Contrary to this assumption, the pair can challenge the 20-day EMA if the bulls push the price above $0.64. A break and close above this resistance could open the door for a rally to the 50-day SMA ($0.79). The bulls need to clear this barrier to signal a potential reversal.
Terra (LUNA) continues to trade in a descending channel. The 20-day EMA is sloping down ($73) and the RSI is in the negative territory, suggesting that the advantage is in the hands of the sellers.

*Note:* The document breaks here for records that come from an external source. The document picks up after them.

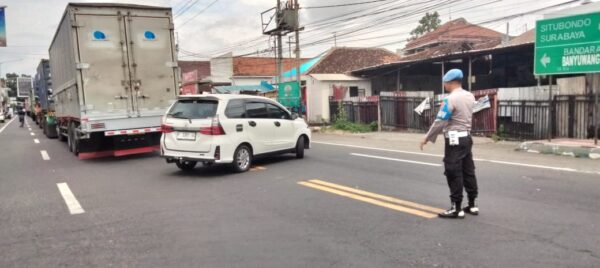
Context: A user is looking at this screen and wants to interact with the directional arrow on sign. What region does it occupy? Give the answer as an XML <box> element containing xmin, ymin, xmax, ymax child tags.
<box><xmin>540</xmin><ymin>53</ymin><xmax>551</xmax><ymax>68</ymax></box>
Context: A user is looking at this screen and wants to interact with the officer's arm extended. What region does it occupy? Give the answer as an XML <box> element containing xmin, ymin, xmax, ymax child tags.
<box><xmin>425</xmin><ymin>98</ymin><xmax>454</xmax><ymax>143</ymax></box>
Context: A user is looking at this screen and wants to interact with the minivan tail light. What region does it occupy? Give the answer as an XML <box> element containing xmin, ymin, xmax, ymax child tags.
<box><xmin>200</xmin><ymin>116</ymin><xmax>225</xmax><ymax>136</ymax></box>
<box><xmin>160</xmin><ymin>124</ymin><xmax>174</xmax><ymax>133</ymax></box>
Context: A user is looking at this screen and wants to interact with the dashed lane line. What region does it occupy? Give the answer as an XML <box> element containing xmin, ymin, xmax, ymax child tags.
<box><xmin>56</xmin><ymin>182</ymin><xmax>85</xmax><ymax>215</ymax></box>
<box><xmin>350</xmin><ymin>153</ymin><xmax>442</xmax><ymax>167</ymax></box>
<box><xmin>40</xmin><ymin>150</ymin><xmax>50</xmax><ymax>161</ymax></box>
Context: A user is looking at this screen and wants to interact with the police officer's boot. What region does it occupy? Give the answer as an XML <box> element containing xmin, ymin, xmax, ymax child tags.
<box><xmin>438</xmin><ymin>202</ymin><xmax>465</xmax><ymax>219</ymax></box>
<box><xmin>463</xmin><ymin>198</ymin><xmax>479</xmax><ymax>215</ymax></box>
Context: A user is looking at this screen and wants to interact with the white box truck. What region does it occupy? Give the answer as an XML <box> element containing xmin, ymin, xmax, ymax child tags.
<box><xmin>49</xmin><ymin>3</ymin><xmax>179</xmax><ymax>159</ymax></box>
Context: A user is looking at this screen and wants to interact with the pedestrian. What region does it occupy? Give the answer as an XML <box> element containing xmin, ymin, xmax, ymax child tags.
<box><xmin>17</xmin><ymin>108</ymin><xmax>25</xmax><ymax>127</ymax></box>
<box><xmin>421</xmin><ymin>69</ymin><xmax>479</xmax><ymax>219</ymax></box>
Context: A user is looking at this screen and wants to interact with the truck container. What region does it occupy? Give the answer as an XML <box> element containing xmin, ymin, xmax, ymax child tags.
<box><xmin>49</xmin><ymin>3</ymin><xmax>179</xmax><ymax>159</ymax></box>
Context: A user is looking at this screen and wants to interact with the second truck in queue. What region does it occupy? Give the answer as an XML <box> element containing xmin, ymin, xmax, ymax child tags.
<box><xmin>49</xmin><ymin>3</ymin><xmax>179</xmax><ymax>159</ymax></box>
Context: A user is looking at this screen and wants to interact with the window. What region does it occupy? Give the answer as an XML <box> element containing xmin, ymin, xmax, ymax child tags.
<box><xmin>225</xmin><ymin>100</ymin><xmax>246</xmax><ymax>118</ymax></box>
<box><xmin>267</xmin><ymin>103</ymin><xmax>291</xmax><ymax>119</ymax></box>
<box><xmin>167</xmin><ymin>100</ymin><xmax>219</xmax><ymax>119</ymax></box>
<box><xmin>246</xmin><ymin>102</ymin><xmax>269</xmax><ymax>118</ymax></box>
<box><xmin>350</xmin><ymin>87</ymin><xmax>358</xmax><ymax>97</ymax></box>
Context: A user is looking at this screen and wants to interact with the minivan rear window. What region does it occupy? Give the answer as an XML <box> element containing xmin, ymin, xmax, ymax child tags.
<box><xmin>167</xmin><ymin>100</ymin><xmax>219</xmax><ymax>119</ymax></box>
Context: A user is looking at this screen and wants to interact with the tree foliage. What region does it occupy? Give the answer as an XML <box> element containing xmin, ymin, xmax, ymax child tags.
<box><xmin>410</xmin><ymin>11</ymin><xmax>442</xmax><ymax>40</ymax></box>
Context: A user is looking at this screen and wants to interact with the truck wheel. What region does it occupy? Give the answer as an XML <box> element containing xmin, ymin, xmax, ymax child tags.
<box><xmin>231</xmin><ymin>144</ymin><xmax>252</xmax><ymax>173</ymax></box>
<box><xmin>56</xmin><ymin>124</ymin><xmax>67</xmax><ymax>142</ymax></box>
<box><xmin>296</xmin><ymin>136</ymin><xmax>304</xmax><ymax>159</ymax></box>
<box><xmin>68</xmin><ymin>124</ymin><xmax>79</xmax><ymax>156</ymax></box>
<box><xmin>175</xmin><ymin>160</ymin><xmax>198</xmax><ymax>171</ymax></box>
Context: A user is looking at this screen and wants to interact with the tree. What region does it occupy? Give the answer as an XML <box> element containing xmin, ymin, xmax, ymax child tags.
<box><xmin>409</xmin><ymin>11</ymin><xmax>442</xmax><ymax>40</ymax></box>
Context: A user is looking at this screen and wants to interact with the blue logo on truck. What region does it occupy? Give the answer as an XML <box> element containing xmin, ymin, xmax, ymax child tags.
<box><xmin>144</xmin><ymin>31</ymin><xmax>156</xmax><ymax>40</ymax></box>
<box><xmin>92</xmin><ymin>31</ymin><xmax>106</xmax><ymax>41</ymax></box>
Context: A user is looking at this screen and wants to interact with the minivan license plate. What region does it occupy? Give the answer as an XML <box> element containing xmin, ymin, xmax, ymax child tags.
<box><xmin>177</xmin><ymin>132</ymin><xmax>196</xmax><ymax>141</ymax></box>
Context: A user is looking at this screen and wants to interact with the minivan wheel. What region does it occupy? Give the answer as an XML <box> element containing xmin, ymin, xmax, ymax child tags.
<box><xmin>296</xmin><ymin>137</ymin><xmax>304</xmax><ymax>159</ymax></box>
<box><xmin>175</xmin><ymin>161</ymin><xmax>198</xmax><ymax>171</ymax></box>
<box><xmin>232</xmin><ymin>145</ymin><xmax>252</xmax><ymax>172</ymax></box>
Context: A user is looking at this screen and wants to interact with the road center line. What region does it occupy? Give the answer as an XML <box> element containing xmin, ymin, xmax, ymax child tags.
<box><xmin>350</xmin><ymin>153</ymin><xmax>442</xmax><ymax>167</ymax></box>
<box><xmin>40</xmin><ymin>150</ymin><xmax>50</xmax><ymax>160</ymax></box>
<box><xmin>56</xmin><ymin>182</ymin><xmax>85</xmax><ymax>215</ymax></box>
<box><xmin>0</xmin><ymin>118</ymin><xmax>15</xmax><ymax>133</ymax></box>
<box><xmin>298</xmin><ymin>181</ymin><xmax>437</xmax><ymax>219</ymax></box>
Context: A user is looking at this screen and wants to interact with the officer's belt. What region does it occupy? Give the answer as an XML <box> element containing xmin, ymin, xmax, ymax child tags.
<box><xmin>444</xmin><ymin>131</ymin><xmax>471</xmax><ymax>138</ymax></box>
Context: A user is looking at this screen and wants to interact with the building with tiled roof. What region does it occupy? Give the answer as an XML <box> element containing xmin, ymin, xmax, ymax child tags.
<box><xmin>402</xmin><ymin>18</ymin><xmax>505</xmax><ymax>60</ymax></box>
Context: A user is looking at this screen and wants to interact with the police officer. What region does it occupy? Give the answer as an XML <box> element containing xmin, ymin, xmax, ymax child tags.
<box><xmin>421</xmin><ymin>69</ymin><xmax>479</xmax><ymax>219</ymax></box>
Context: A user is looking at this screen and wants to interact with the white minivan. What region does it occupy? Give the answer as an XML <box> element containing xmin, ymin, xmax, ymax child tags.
<box><xmin>160</xmin><ymin>94</ymin><xmax>311</xmax><ymax>172</ymax></box>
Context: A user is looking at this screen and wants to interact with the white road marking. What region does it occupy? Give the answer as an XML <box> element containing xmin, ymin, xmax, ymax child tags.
<box><xmin>312</xmin><ymin>141</ymin><xmax>600</xmax><ymax>174</ymax></box>
<box><xmin>56</xmin><ymin>182</ymin><xmax>85</xmax><ymax>215</ymax></box>
<box><xmin>0</xmin><ymin>118</ymin><xmax>15</xmax><ymax>133</ymax></box>
<box><xmin>350</xmin><ymin>153</ymin><xmax>442</xmax><ymax>167</ymax></box>
<box><xmin>40</xmin><ymin>150</ymin><xmax>50</xmax><ymax>160</ymax></box>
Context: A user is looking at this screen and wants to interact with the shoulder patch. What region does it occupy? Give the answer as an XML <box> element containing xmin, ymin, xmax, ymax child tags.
<box><xmin>435</xmin><ymin>98</ymin><xmax>452</xmax><ymax>121</ymax></box>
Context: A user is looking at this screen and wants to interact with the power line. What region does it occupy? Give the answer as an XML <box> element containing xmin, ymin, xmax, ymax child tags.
<box><xmin>302</xmin><ymin>0</ymin><xmax>390</xmax><ymax>9</ymax></box>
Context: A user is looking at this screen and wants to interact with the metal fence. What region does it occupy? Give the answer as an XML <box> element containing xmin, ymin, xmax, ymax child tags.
<box><xmin>498</xmin><ymin>100</ymin><xmax>551</xmax><ymax>139</ymax></box>
<box><xmin>329</xmin><ymin>90</ymin><xmax>594</xmax><ymax>140</ymax></box>
<box><xmin>498</xmin><ymin>95</ymin><xmax>593</xmax><ymax>140</ymax></box>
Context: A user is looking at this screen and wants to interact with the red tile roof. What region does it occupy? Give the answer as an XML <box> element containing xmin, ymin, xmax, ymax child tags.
<box><xmin>233</xmin><ymin>57</ymin><xmax>308</xmax><ymax>76</ymax></box>
<box><xmin>404</xmin><ymin>18</ymin><xmax>504</xmax><ymax>50</ymax></box>
<box><xmin>178</xmin><ymin>60</ymin><xmax>210</xmax><ymax>81</ymax></box>
<box><xmin>307</xmin><ymin>47</ymin><xmax>400</xmax><ymax>74</ymax></box>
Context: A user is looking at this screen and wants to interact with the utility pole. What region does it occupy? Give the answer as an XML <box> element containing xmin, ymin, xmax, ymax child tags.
<box><xmin>333</xmin><ymin>32</ymin><xmax>337</xmax><ymax>47</ymax></box>
<box><xmin>294</xmin><ymin>0</ymin><xmax>302</xmax><ymax>90</ymax></box>
<box><xmin>275</xmin><ymin>0</ymin><xmax>283</xmax><ymax>85</ymax></box>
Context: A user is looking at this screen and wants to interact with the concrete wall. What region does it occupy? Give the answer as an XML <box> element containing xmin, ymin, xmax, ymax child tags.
<box><xmin>306</xmin><ymin>76</ymin><xmax>372</xmax><ymax>123</ymax></box>
<box><xmin>210</xmin><ymin>53</ymin><xmax>233</xmax><ymax>83</ymax></box>
<box><xmin>231</xmin><ymin>76</ymin><xmax>273</xmax><ymax>86</ymax></box>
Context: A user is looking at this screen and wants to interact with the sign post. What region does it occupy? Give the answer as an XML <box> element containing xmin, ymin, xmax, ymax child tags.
<box><xmin>534</xmin><ymin>11</ymin><xmax>600</xmax><ymax>144</ymax></box>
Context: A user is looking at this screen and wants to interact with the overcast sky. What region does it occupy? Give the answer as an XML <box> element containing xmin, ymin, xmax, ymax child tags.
<box><xmin>0</xmin><ymin>0</ymin><xmax>588</xmax><ymax>77</ymax></box>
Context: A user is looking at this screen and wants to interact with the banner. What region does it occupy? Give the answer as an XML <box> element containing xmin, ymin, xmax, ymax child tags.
<box><xmin>0</xmin><ymin>7</ymin><xmax>6</xmax><ymax>47</ymax></box>
<box><xmin>277</xmin><ymin>81</ymin><xmax>300</xmax><ymax>107</ymax></box>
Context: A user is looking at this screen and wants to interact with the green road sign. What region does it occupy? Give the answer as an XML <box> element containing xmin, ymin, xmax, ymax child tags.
<box><xmin>534</xmin><ymin>12</ymin><xmax>600</xmax><ymax>75</ymax></box>
<box><xmin>278</xmin><ymin>81</ymin><xmax>300</xmax><ymax>107</ymax></box>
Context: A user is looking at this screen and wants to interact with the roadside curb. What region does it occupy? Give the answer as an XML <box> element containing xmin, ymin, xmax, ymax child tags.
<box><xmin>516</xmin><ymin>141</ymin><xmax>600</xmax><ymax>160</ymax></box>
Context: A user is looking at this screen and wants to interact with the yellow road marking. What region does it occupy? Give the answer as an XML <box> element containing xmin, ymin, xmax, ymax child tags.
<box><xmin>310</xmin><ymin>180</ymin><xmax>444</xmax><ymax>214</ymax></box>
<box><xmin>298</xmin><ymin>181</ymin><xmax>437</xmax><ymax>219</ymax></box>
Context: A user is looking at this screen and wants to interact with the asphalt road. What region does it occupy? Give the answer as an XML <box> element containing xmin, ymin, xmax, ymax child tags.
<box><xmin>0</xmin><ymin>118</ymin><xmax>600</xmax><ymax>267</ymax></box>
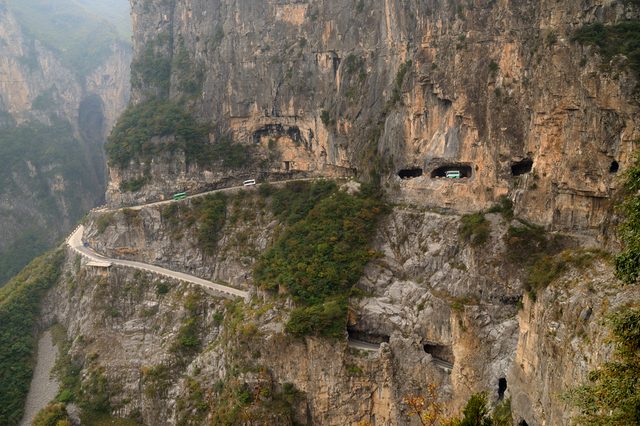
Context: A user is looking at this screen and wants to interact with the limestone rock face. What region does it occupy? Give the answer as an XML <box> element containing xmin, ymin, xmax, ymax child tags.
<box><xmin>121</xmin><ymin>0</ymin><xmax>640</xmax><ymax>234</ymax></box>
<box><xmin>0</xmin><ymin>4</ymin><xmax>132</xmax><ymax>284</ymax></box>
<box><xmin>56</xmin><ymin>201</ymin><xmax>640</xmax><ymax>425</ymax></box>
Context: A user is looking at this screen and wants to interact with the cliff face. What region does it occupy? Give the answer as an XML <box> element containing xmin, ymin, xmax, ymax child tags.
<box><xmin>44</xmin><ymin>195</ymin><xmax>640</xmax><ymax>425</ymax></box>
<box><xmin>33</xmin><ymin>0</ymin><xmax>640</xmax><ymax>425</ymax></box>
<box><xmin>0</xmin><ymin>5</ymin><xmax>131</xmax><ymax>283</ymax></box>
<box><xmin>117</xmin><ymin>0</ymin><xmax>640</xmax><ymax>236</ymax></box>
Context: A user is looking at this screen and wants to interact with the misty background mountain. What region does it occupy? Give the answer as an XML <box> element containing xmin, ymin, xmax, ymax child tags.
<box><xmin>0</xmin><ymin>0</ymin><xmax>131</xmax><ymax>286</ymax></box>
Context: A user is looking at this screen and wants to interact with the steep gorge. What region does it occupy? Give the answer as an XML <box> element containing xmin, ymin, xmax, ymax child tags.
<box><xmin>0</xmin><ymin>2</ymin><xmax>131</xmax><ymax>285</ymax></box>
<box><xmin>11</xmin><ymin>0</ymin><xmax>640</xmax><ymax>425</ymax></box>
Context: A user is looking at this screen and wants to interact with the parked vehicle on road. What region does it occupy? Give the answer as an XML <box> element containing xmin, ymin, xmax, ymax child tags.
<box><xmin>172</xmin><ymin>192</ymin><xmax>187</xmax><ymax>201</ymax></box>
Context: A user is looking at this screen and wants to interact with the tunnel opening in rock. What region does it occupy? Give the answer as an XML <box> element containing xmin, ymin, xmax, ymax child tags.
<box><xmin>422</xmin><ymin>342</ymin><xmax>455</xmax><ymax>369</ymax></box>
<box><xmin>609</xmin><ymin>160</ymin><xmax>620</xmax><ymax>173</ymax></box>
<box><xmin>431</xmin><ymin>164</ymin><xmax>473</xmax><ymax>179</ymax></box>
<box><xmin>498</xmin><ymin>377</ymin><xmax>507</xmax><ymax>400</ymax></box>
<box><xmin>398</xmin><ymin>167</ymin><xmax>422</xmax><ymax>179</ymax></box>
<box><xmin>511</xmin><ymin>158</ymin><xmax>533</xmax><ymax>176</ymax></box>
<box><xmin>253</xmin><ymin>124</ymin><xmax>306</xmax><ymax>145</ymax></box>
<box><xmin>347</xmin><ymin>327</ymin><xmax>389</xmax><ymax>344</ymax></box>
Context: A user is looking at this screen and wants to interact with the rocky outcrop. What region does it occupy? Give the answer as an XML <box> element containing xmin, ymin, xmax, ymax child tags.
<box><xmin>47</xmin><ymin>191</ymin><xmax>640</xmax><ymax>424</ymax></box>
<box><xmin>32</xmin><ymin>0</ymin><xmax>640</xmax><ymax>425</ymax></box>
<box><xmin>117</xmin><ymin>0</ymin><xmax>640</xmax><ymax>234</ymax></box>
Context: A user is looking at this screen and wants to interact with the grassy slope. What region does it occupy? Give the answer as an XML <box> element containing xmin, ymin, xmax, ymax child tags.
<box><xmin>0</xmin><ymin>250</ymin><xmax>64</xmax><ymax>426</ymax></box>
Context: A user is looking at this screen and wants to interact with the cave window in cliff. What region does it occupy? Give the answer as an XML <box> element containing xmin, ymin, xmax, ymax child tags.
<box><xmin>423</xmin><ymin>342</ymin><xmax>454</xmax><ymax>369</ymax></box>
<box><xmin>347</xmin><ymin>327</ymin><xmax>389</xmax><ymax>345</ymax></box>
<box><xmin>498</xmin><ymin>377</ymin><xmax>507</xmax><ymax>400</ymax></box>
<box><xmin>609</xmin><ymin>160</ymin><xmax>620</xmax><ymax>173</ymax></box>
<box><xmin>398</xmin><ymin>167</ymin><xmax>422</xmax><ymax>179</ymax></box>
<box><xmin>511</xmin><ymin>158</ymin><xmax>533</xmax><ymax>176</ymax></box>
<box><xmin>431</xmin><ymin>164</ymin><xmax>473</xmax><ymax>179</ymax></box>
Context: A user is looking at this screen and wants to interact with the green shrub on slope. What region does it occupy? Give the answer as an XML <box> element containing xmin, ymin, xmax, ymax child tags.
<box><xmin>0</xmin><ymin>250</ymin><xmax>64</xmax><ymax>425</ymax></box>
<box><xmin>254</xmin><ymin>188</ymin><xmax>384</xmax><ymax>336</ymax></box>
<box><xmin>105</xmin><ymin>98</ymin><xmax>252</xmax><ymax>171</ymax></box>
<box><xmin>615</xmin><ymin>153</ymin><xmax>640</xmax><ymax>284</ymax></box>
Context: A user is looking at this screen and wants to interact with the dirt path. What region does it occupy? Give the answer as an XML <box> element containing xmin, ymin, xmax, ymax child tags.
<box><xmin>20</xmin><ymin>330</ymin><xmax>59</xmax><ymax>426</ymax></box>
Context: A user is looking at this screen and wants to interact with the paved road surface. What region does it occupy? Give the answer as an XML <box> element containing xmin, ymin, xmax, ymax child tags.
<box><xmin>67</xmin><ymin>225</ymin><xmax>249</xmax><ymax>298</ymax></box>
<box><xmin>93</xmin><ymin>177</ymin><xmax>322</xmax><ymax>213</ymax></box>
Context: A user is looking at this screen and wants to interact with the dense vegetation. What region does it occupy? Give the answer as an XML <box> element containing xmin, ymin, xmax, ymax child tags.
<box><xmin>254</xmin><ymin>183</ymin><xmax>385</xmax><ymax>337</ymax></box>
<box><xmin>8</xmin><ymin>0</ymin><xmax>131</xmax><ymax>76</ymax></box>
<box><xmin>572</xmin><ymin>21</ymin><xmax>640</xmax><ymax>77</ymax></box>
<box><xmin>0</xmin><ymin>250</ymin><xmax>64</xmax><ymax>425</ymax></box>
<box><xmin>131</xmin><ymin>33</ymin><xmax>171</xmax><ymax>98</ymax></box>
<box><xmin>567</xmin><ymin>307</ymin><xmax>640</xmax><ymax>426</ymax></box>
<box><xmin>402</xmin><ymin>384</ymin><xmax>513</xmax><ymax>426</ymax></box>
<box><xmin>615</xmin><ymin>153</ymin><xmax>640</xmax><ymax>284</ymax></box>
<box><xmin>105</xmin><ymin>98</ymin><xmax>252</xmax><ymax>168</ymax></box>
<box><xmin>0</xmin><ymin>121</ymin><xmax>101</xmax><ymax>286</ymax></box>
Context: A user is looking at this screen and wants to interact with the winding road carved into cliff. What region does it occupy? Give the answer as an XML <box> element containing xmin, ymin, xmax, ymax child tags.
<box><xmin>67</xmin><ymin>225</ymin><xmax>249</xmax><ymax>299</ymax></box>
<box><xmin>67</xmin><ymin>178</ymin><xmax>318</xmax><ymax>300</ymax></box>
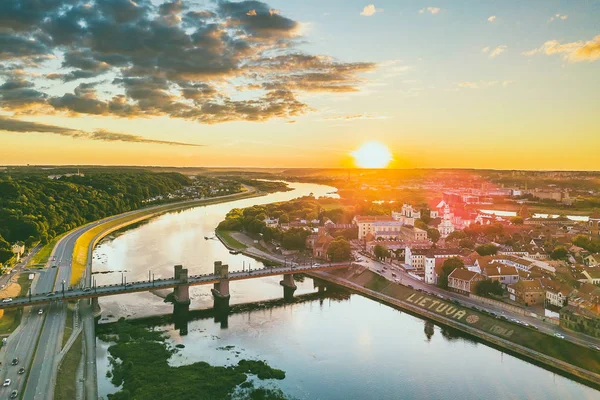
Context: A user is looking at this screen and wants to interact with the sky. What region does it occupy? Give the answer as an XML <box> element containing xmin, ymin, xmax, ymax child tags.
<box><xmin>0</xmin><ymin>0</ymin><xmax>600</xmax><ymax>170</ymax></box>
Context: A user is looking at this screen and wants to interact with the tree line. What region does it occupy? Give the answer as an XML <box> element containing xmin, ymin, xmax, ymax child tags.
<box><xmin>0</xmin><ymin>171</ymin><xmax>190</xmax><ymax>262</ymax></box>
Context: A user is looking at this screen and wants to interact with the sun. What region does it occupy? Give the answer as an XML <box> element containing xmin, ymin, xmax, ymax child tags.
<box><xmin>350</xmin><ymin>142</ymin><xmax>392</xmax><ymax>168</ymax></box>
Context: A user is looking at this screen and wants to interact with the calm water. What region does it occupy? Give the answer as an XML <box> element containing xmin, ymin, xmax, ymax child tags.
<box><xmin>93</xmin><ymin>183</ymin><xmax>600</xmax><ymax>400</ymax></box>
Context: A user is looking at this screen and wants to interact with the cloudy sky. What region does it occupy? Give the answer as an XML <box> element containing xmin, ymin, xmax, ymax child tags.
<box><xmin>0</xmin><ymin>0</ymin><xmax>600</xmax><ymax>170</ymax></box>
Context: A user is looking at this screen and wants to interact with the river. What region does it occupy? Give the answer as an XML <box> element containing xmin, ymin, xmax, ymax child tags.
<box><xmin>93</xmin><ymin>183</ymin><xmax>598</xmax><ymax>400</ymax></box>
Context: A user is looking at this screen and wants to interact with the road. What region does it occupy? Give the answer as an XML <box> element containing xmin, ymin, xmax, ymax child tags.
<box><xmin>355</xmin><ymin>252</ymin><xmax>600</xmax><ymax>347</ymax></box>
<box><xmin>0</xmin><ymin>262</ymin><xmax>350</xmax><ymax>310</ymax></box>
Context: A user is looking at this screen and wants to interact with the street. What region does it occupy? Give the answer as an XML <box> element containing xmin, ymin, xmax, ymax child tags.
<box><xmin>354</xmin><ymin>252</ymin><xmax>600</xmax><ymax>347</ymax></box>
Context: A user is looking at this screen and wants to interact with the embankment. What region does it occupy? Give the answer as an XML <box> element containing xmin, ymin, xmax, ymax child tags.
<box><xmin>308</xmin><ymin>266</ymin><xmax>600</xmax><ymax>389</ymax></box>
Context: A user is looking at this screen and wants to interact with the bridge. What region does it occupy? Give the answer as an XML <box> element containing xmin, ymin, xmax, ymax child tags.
<box><xmin>0</xmin><ymin>261</ymin><xmax>350</xmax><ymax>309</ymax></box>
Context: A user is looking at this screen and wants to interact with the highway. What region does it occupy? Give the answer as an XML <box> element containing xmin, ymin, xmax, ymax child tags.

Daily LUNA/USDT Chart | Source: TradingView
If the bears sink the price below $59.13, the LUNA/USDT pair can revisit the channel support line. This level has held in the last two declines, so the bulls will try to defend it again.
If this is the case, the pair can rally to the 20-day EMA and then rally towards the downtrend line of the channel. A breakout and close above the channel is the first sign that the downtrend may be over.
The bulls again bought the drop below $0.13 on Jan. 24 as indicated by the long tail of the daily bar. The move sparked a recovery rally and pushed Dogecoin (DOGE) to the 20-day EMA ($0.15).
Daily DOGE/USDT chart | Source: TradingView
If the bulls can propel the price above the moving averages, the DOGE/USDT pair can rally to the critical resistance at $0.19. If the price turns down from this resistance, the pair can extend its stay in the $0.19-$0.13 range for a few more days.
Contrary to this assumption, if the price turns down from the moving averages, it suggests that demand will dry up at higher levels. The bears will then attempt to pull and sustain the price below $0.13. If so, the pair can continue falling to the psychological support at $0.10.
The bulls have been successfully holding Polkadot (DOT) above the critical support at $16.81 for the past few days. This could attract more buying from short-term traders and propel the price to a breakout of $22.66.
DOT/USDT daily chart | Source: TradingView
The 20-day EMA ($22.77) is sloping down and the RSI is in the negative territory, showing that the bears have the upper hand. The DOT/USDT pair is likely to face stiff resistance at this level.
If the price turns down from the 20-day EMA, the bears will again attempt to drag the pair towards $16.81. If this support holds, the pair is likely to remain range bound for a few more days.
A break and close below $16.81 could start the next phase of the downtrend, while a break above the 50-day SMA ($25.88) could open the door for a rally to $32.78.
The bears’ failure to sink Avalanche (AVAX) below the $51.04 – $47.66 support area may have attracted buying from the cantankerous bulls, which have taken the price above the 200-day SMA ($65-$65). dollars) have driven.
AVAX/USDT daily chart | Source: TradingView
The AVAX/USDT pair can now rally to a breakout of $75.50 where the bears can create a stiff resistance. This is an important level to watch out for as the 20-day EMA ($80) is just above it.
If the price turns down from the breakout level, the bears will attempt to drag the pair below the 200-day SMA. If successful, the pair can drop again to $51.04. Alternatively, a break and close above the 20-day EMA could open the gates for a rally to the downtrend line.
Disclaimer: This article is for informational purposes only, not investment advice. Investors should research carefully before making a decision. We are not responsible for your investment decisions.